Für Sancho hieß es Uerdingen statt U17-WM

Und ob der Neuzugang aus Manchester Citys Jugend Jadon Sancho nicht doch lieber die U17-WM zu Ende gespielt hätte, statt mit den Amas den aufregenden KFC Uerdingen zu erleben, kann man auch kontrovers diskutieren.

So bleibt festzustellen, dass neben allen Problemen durch Verletzungen, die der BVB nicht beeinflussen kann, durch häufige Personalrocharden auch selbst dafür gesorgt wurde, dass sich immer wieder neue Konstellationen in einem neuen System zusammenfinden mussten und manche Spieler auch in schwächerer Form durchspielen mussten, weil mögliche Ersatzspieler nicht konsequent aufgebaut wurden.

5. Der individuelle Leistungsstand der Spieler

Hier stellt sich ein wenig die Frage nach dem Huhn oder dem Ei. Nicht alle Spieler wirken komplett den körperlichen Ansprüchen an das forcierte Spiel gewachsen und/oder frei von einer gewissen Formkrise. Dabei muss das nicht einmal der Auslöser der Serie schlechter Spiele gewesen sein, vielleicht haben die Kicks gegen Tottenham, Real Madrid und Raba Leipzig mit ihrer teilweise deutlichen Unterlegenheit auch die Beine schwerer gemacht und die Schultern nach unten gezogen.

Bei vielen Kickern wirkt das Spiel mittlerweile auf jeden Fall etwas kraftlos und gehemmt. In der vordersten Reihe fehlt der Biss beim Pressing momentan nahezu komplett, sodass aus einem Stören ein Mitlaufen wird und aus einer Spieleröffnung häufig ein Fehlervermeiden durch Rückpässe zum eigenen Torwart.

Es ist schon ein wenig alarmierend, wenn der 19-jährige Pulisic fast als einziger auf dem Platz den unbedingten Willen vermittelt, einen Spielverlauf zu verändern.
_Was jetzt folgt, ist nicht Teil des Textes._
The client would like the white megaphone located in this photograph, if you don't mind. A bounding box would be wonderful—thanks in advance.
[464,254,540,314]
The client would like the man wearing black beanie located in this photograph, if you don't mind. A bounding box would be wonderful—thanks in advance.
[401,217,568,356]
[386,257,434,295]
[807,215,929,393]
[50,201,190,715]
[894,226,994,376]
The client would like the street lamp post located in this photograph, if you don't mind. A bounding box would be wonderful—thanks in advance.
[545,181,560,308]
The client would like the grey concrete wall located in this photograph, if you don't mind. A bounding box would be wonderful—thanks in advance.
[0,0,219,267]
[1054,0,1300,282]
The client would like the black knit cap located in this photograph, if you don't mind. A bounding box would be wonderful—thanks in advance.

Natürlich führen seine Dribblings häufig zu Ballverlusten und seine Versuche, mit dem Kopf durch die Wand zu wollen, sind manchmal zu viel, wo ein Pass besser gewesen wäre, aber er bricht wenigstens immer wieder aus den betretenen Bahnen aus und dringt mit Zug in den Strafraum.

Hier hilft vielleicht sogar schon kurzfristig die aktuelle Länderspielpause, die eine willkommene Unterbrechung der kürzlichen Negativserie darstellen dürfte. Einige Nationalspieler bleiben gleich ganz in Dortmund, für andere stehen mit ihren Teams normale Testspiele an, sodass auch kräftemäßig beim Gros der Kicker zumindest ein wenig Durchschnaufen möglich sein müsste.

6. Der Anschlag

Für uns Fans mögen sieben Monate im Fußball eine lange Zeit sein, für die Verarbeitung des Anschlags jedoch möglicherweise nicht. Für außenstehende Laien ist nicht abschätzbar, inwieweit der Bombenanschlag im April von den Spielern, die sich im Bus befanden, individuell bereits auf- und verarbeitet ist und in welchem Umfang er sich auch noch heute auf das Spielgeschehen auswirkt. Diesen Punkt darf man in der Gesamtschau einfach nicht unter den Tisch fallen lassen, weil es schlicht und ergreifend der Versuch war, Spieler bei der Ausübung ihrer Arbeit zu töten. Sie werden also Spieltag für Spieltag erneut mit dieser Situation konfrontiert und an das Attentat erinnert. Man kann nicht ausschließen, dass sich zumindest manche Spieler in einer permanenten Stresssituation befinden, die mit Sicherheit nicht leistungsfördernd sein kann.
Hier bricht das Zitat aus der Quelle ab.